Implementation:Datajuicer Data juicer CleanCopyrightMapper
| Knowledge Sources | |
|---|---|
| Domains | Data_Processing, Mapping |
| Last Updated | 2026-02-14 16:00 GMT |
Overview
Concrete tool for removing copyright comment headers from the beginning of text samples provided by Data-Juicer.
Description
CleanCopyrightMapper is a mapper operator that cleans copyright comments from the start of text samples, commonly found in source code files. It uses a two-phase approach: first, it searches for multi-line C-style comments (/* ... */) containing the word "copyright" and strips them. If no such block is found, it greedily removes leading lines that start with comment markers (//, #, --) or are empty, which are typically copyright headers in code files. It operates in batched mode for efficiency. Originally adapted from RedPajama-Data. It extends the Mapper base class.
Usage
Import when you need to remove boilerplate copyright notices from code-based datasets.
Code Reference
Source Location
- Repository: Datajuicer_Data_juicer
- File: data_juicer/ops/mapper/clean_copyright_mapper.py
Signature
@OPERATORS.register_module("clean_copyright_mapper")

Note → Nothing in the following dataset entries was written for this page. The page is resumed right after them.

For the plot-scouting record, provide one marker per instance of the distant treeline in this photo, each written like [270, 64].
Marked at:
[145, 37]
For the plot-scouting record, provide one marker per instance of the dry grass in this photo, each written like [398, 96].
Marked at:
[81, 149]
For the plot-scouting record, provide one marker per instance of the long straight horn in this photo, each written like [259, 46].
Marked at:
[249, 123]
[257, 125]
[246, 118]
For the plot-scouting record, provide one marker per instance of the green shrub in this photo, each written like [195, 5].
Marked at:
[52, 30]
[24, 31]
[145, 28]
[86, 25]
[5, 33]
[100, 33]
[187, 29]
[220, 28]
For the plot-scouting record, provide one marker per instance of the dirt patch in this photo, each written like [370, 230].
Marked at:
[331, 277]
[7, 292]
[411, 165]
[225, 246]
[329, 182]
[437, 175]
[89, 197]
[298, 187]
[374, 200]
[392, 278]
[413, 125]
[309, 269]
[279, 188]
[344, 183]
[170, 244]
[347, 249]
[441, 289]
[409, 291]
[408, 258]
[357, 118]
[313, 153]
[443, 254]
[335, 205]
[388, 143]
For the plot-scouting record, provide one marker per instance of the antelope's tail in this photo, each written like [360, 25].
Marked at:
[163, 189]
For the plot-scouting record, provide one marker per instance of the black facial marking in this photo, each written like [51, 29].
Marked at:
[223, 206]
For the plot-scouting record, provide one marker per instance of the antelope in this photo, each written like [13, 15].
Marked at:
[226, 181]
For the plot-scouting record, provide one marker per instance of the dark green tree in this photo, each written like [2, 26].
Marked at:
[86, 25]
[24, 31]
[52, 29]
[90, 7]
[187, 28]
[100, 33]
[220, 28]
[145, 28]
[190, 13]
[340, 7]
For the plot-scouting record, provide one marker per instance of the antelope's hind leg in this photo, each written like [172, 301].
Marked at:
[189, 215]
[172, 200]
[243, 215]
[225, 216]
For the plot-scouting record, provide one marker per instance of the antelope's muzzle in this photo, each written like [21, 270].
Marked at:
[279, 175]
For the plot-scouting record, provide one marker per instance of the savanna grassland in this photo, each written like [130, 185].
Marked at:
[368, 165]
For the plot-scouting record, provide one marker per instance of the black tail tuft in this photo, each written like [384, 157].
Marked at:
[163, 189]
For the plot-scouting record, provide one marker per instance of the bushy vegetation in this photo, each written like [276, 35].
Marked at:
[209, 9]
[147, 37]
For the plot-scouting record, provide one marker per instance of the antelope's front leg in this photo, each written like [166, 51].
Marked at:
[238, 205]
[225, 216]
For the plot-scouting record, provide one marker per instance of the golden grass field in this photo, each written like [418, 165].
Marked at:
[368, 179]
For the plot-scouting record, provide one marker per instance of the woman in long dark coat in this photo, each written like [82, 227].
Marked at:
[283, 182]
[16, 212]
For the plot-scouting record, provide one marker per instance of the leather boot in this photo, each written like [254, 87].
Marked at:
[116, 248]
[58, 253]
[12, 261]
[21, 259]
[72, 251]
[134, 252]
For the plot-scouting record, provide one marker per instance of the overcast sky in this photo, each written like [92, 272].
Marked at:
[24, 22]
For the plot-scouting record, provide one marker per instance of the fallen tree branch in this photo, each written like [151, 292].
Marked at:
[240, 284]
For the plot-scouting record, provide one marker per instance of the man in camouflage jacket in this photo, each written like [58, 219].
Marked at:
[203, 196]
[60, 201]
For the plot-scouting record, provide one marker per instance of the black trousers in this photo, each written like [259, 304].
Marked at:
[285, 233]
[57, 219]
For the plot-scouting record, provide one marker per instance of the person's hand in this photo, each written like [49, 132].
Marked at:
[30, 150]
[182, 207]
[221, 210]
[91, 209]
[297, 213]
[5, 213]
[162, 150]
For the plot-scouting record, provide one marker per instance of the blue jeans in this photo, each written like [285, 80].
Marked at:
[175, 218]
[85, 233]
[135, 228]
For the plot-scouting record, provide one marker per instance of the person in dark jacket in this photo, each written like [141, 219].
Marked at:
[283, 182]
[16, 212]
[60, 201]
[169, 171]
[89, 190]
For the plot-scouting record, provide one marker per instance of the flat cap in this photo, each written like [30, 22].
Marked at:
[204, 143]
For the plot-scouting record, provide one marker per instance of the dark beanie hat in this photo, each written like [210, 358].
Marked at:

class CleanCopyrightMapper(Mapper):
def __init__(self, *args, **kwargs):
Import
from data_juicer.ops.mapper.clean_copyright_mapper import CleanCopyrightMapper
I/O Contract
Inputs
| Name | Type | Required | Description |
|---|---|---|---|
| (no custom parameters) | -- | -- | Uses only base Mapper parameters (args, kwargs) |
Outputs
| Name | Type | Description |
|---|---|---|
| samples | Dict | Transformed samples with copyright headers removed from text |
Usage Examples
YAML Configuration
process:
- clean_copyright_mapper: